La Damoiselle Sibylle soupira intérieurement. Elle savait qu’il fallait agir vite avant que la Princesse Sylvie ne décide de faire une scène devant toute l’équipe de production.
— Sylvie, ma chère, une princesse doit savoir garder sa dignité en toutes circonstances. Si vous faites un caprice maintenant, cela ne fera que confirmer les doutes des producteurs.
La Princesse Sylvie, touchée malgré elle par les paroles de la Damoiselle Sibylle, réfléchit un instant.
— Vous avez raison… mais c’est quand même injuste !
— Bien sûr que c’est injuste. Mais vous pouvez transformer cette situation en opportunité. Montrez-leur que vous êtes une princesse digne de ce nom, capable de surmonter les obstacles avec grâce, lui répondit la Damoiselle Sibylle.
La Princesse Sylvie, lentement, commença à se détendre.
— Vous croyez vraiment que je peux le faire ?
— J’en suis certaine. Et puis, Flamme est là pour vous soutenir, n’est-ce pas ? répondit la Damoiselle Sibylle avec un sourire encourageant.
Flamme, qui avait suivi la conversation depuis un coin de la pièce, émit un petit grrr… (Traduction approximative : « Oui, enfin, si vous arrêtez de vous plaindre et que vous me laissez chercher des dragons nains en paix. »).
La Princesse Sylvie sourit malgré elle.
— D’accord, Sibylle. Je vais essayer de me comporter comme une princesse. Mais je ne promets pas de ne pas bouder un peu.
— C’est déjà un progrès, murmura Margot en poussant discrètement le plateau de biscuits vers la Princesse Sylvie.
La Princesse Sylvie en prit un, puis un deuxième, et enfin un troisième.
— Bon, d’accord.
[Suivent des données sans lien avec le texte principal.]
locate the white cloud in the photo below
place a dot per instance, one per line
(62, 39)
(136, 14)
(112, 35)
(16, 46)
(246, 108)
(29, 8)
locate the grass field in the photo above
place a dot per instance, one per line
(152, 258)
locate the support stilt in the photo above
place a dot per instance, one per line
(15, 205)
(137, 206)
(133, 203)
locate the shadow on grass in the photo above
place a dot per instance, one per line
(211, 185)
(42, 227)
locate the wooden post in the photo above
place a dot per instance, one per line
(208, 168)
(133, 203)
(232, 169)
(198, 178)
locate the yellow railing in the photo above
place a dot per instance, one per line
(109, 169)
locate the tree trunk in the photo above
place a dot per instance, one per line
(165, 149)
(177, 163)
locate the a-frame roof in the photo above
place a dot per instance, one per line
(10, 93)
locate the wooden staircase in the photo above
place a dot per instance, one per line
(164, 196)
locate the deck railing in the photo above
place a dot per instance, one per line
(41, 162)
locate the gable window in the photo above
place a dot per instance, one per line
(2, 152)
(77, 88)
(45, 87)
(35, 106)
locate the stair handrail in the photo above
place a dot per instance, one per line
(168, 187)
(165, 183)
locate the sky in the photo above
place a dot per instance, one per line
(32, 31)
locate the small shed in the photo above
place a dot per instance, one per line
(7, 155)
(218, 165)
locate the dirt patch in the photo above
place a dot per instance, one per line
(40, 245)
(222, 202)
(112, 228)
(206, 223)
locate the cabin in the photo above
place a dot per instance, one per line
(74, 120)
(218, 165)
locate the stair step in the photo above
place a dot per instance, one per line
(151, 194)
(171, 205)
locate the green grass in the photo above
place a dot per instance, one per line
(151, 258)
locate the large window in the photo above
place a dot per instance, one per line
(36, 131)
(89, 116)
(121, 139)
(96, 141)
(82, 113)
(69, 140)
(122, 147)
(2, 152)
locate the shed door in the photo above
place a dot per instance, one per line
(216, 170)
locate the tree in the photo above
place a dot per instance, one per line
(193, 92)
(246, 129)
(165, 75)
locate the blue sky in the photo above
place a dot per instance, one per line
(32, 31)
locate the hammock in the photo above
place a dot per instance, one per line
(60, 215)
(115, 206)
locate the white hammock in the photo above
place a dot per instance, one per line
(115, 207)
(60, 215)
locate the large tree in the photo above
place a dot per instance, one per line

Je vais aller sur le plateau et montrer à tout le monde ce qu’est une vraie princesse.
La Damoiselle Sibylle et Margot échangèrent un regard soulagé.
— C’est l’esprit ! Et qui sait, peut-être que les producteurs changeront d’avis en vous voyant à l’œuvre ! s’exclama la Damoiselle Sibylle.
La Princesse Sylvie, un peu réconfortée, se leva et ajusta sa robe.
— Très bien. Allons-y. Mais si quelqu’un ose me dire que ma voix n’est pas assez bien, je… je…
— Vous garderez votre dignité, termina la Damoiselle Sibylle fermement.
— Oui, oui, c’est ça, grommela la Princesse Sylvie en sortant de la pièce, la tête haute.
Pendant ce temps, Flamme, toujours en quête de ses semblables, était passé à l’exploration méthodique et secrète des quartiers de l’équipe technique, espérant toujours trouver un dragon nain cathayen au sein de toute cette agitation.